Cyan, you've hit the nail on the head.
If you'd use a good external converter, you would hear an immediate and dramatic improvement in sound quality. You will hear it on a single track, and its get to be a bigger and bigger difference once you start layering tracks. Playing a keyboard through a good converter will blow your mind.
Clock accuracy is a misunderstood thing in digital sound. Most people, even pro's, haven't quite got to grips with the fact that a clock effects the sound, and that a low quality clocks cause most of the synchronisation problems in digital audio. I think this is because its a synchronisation clock - and somehow people do not make the connection between that and audio.
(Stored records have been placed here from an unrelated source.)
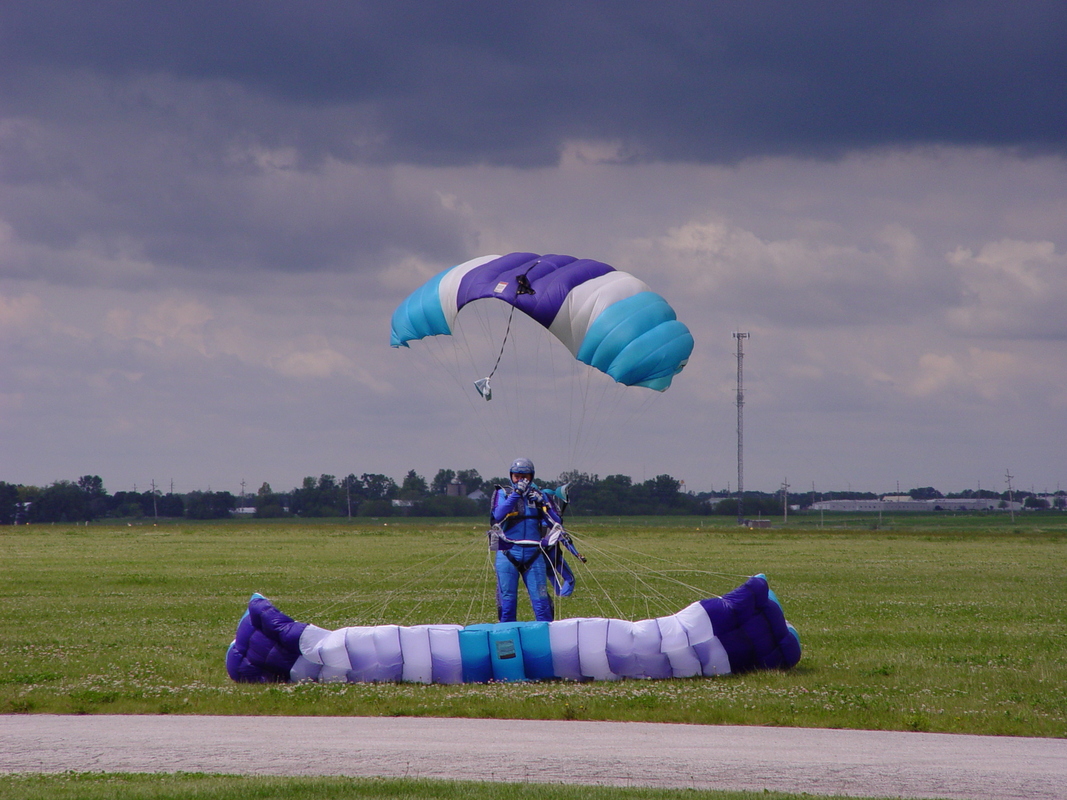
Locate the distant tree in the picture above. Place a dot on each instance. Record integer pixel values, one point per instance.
(268, 504)
(470, 478)
(319, 498)
(413, 486)
(172, 505)
(63, 501)
(379, 486)
(441, 481)
(9, 504)
(209, 505)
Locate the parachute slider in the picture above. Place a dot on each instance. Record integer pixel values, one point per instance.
(524, 285)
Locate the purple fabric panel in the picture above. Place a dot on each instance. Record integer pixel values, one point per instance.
(267, 644)
(552, 276)
(751, 628)
(276, 625)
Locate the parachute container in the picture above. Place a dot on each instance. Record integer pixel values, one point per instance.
(743, 630)
(607, 318)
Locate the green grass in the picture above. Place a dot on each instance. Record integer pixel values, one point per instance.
(94, 786)
(918, 623)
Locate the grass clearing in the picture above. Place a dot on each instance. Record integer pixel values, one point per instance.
(921, 623)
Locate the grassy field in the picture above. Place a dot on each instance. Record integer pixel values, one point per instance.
(919, 623)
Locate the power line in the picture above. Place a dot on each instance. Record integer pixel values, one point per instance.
(741, 426)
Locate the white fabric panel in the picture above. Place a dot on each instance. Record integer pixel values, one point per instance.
(304, 670)
(389, 653)
(715, 660)
(360, 643)
(592, 649)
(415, 646)
(585, 303)
(620, 649)
(675, 644)
(647, 650)
(311, 638)
(334, 657)
(563, 640)
(450, 284)
(445, 654)
(697, 624)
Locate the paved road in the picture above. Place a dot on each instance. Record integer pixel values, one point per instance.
(862, 764)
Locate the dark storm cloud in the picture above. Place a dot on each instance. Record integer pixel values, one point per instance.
(461, 82)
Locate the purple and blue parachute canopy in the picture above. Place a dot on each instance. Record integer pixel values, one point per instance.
(744, 630)
(607, 319)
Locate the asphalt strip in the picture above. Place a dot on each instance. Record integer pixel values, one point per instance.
(818, 762)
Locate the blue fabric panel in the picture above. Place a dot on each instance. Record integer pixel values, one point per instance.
(655, 357)
(506, 652)
(638, 341)
(474, 650)
(551, 276)
(420, 315)
(537, 651)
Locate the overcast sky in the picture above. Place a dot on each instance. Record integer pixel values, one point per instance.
(209, 210)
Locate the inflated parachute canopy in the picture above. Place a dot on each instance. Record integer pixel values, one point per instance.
(744, 630)
(607, 319)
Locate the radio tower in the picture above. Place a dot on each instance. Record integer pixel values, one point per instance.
(741, 427)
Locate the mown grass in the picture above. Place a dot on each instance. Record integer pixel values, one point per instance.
(96, 786)
(923, 623)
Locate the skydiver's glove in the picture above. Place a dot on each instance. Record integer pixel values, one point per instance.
(556, 532)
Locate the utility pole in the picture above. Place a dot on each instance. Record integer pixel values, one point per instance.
(741, 426)
(1010, 497)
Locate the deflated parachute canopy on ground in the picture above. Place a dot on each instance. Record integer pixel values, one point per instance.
(745, 629)
(607, 319)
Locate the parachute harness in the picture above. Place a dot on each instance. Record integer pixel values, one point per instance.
(524, 288)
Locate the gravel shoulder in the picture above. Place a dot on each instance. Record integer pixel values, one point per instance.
(819, 762)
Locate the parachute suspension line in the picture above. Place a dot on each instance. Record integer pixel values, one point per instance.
(489, 578)
(371, 612)
(471, 575)
(443, 582)
(482, 384)
(643, 590)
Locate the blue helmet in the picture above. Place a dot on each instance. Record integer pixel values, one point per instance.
(522, 466)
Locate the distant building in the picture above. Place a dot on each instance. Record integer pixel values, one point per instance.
(897, 502)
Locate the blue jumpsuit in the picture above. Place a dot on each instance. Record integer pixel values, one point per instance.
(521, 517)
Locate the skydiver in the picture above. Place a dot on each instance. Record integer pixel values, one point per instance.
(519, 514)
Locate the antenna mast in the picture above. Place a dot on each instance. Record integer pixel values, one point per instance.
(741, 427)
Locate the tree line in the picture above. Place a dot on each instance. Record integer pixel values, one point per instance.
(450, 493)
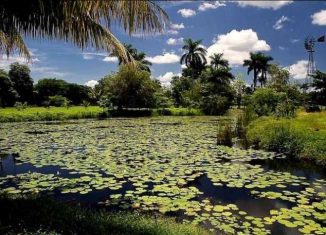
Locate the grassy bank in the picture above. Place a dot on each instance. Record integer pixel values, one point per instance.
(44, 216)
(78, 112)
(303, 136)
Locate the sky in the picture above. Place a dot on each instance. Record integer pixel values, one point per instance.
(234, 28)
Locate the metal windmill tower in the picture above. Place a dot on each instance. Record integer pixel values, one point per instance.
(309, 45)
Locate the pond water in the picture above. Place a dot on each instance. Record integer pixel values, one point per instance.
(168, 165)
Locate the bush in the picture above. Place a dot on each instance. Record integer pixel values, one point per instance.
(58, 101)
(301, 137)
(265, 100)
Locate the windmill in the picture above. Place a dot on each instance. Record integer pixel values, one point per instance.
(309, 45)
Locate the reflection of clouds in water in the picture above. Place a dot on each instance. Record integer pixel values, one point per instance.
(260, 207)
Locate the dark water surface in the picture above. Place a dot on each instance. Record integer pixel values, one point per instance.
(13, 164)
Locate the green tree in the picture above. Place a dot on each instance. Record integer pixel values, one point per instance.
(50, 87)
(218, 62)
(194, 57)
(258, 63)
(7, 92)
(130, 88)
(84, 23)
(139, 57)
(319, 85)
(22, 82)
(217, 94)
(239, 88)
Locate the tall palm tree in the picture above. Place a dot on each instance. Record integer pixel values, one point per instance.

To put it very simple, digital audio is a data stream, and the data has to be kept in the right place, all the time. When you're tacking, when you play-back. That is the clock's responsibility. Of case, this data stream is converted back to analogue audio for you to hear it, but if the clock does not do its job accurately, you can lose a bit here and a bit there, reducing the quality. Multiply that by 5, 10, 20 or more tracks........... and you'll get the picture.
In the post production world this has been understood for some time already, as they don't just have to sync sound, but sound to picture with sample accuracy. Add to that that some post houses have between 10 and 20 mixing rooms in one building, all working through one central machine room, where everything has to run to perfection. That is the reason why Studio Synchronisation Clocks currently on the market are expensive (between 1,5 and 2.000 - which is cheap considering their importance and the job they do). I think this will soon change, with clocks being developed for DAW's especially. This would solve multiple problems in one swoop for anyone using DAW's.
That's the simple description, if you like I could post a more technical one in the future.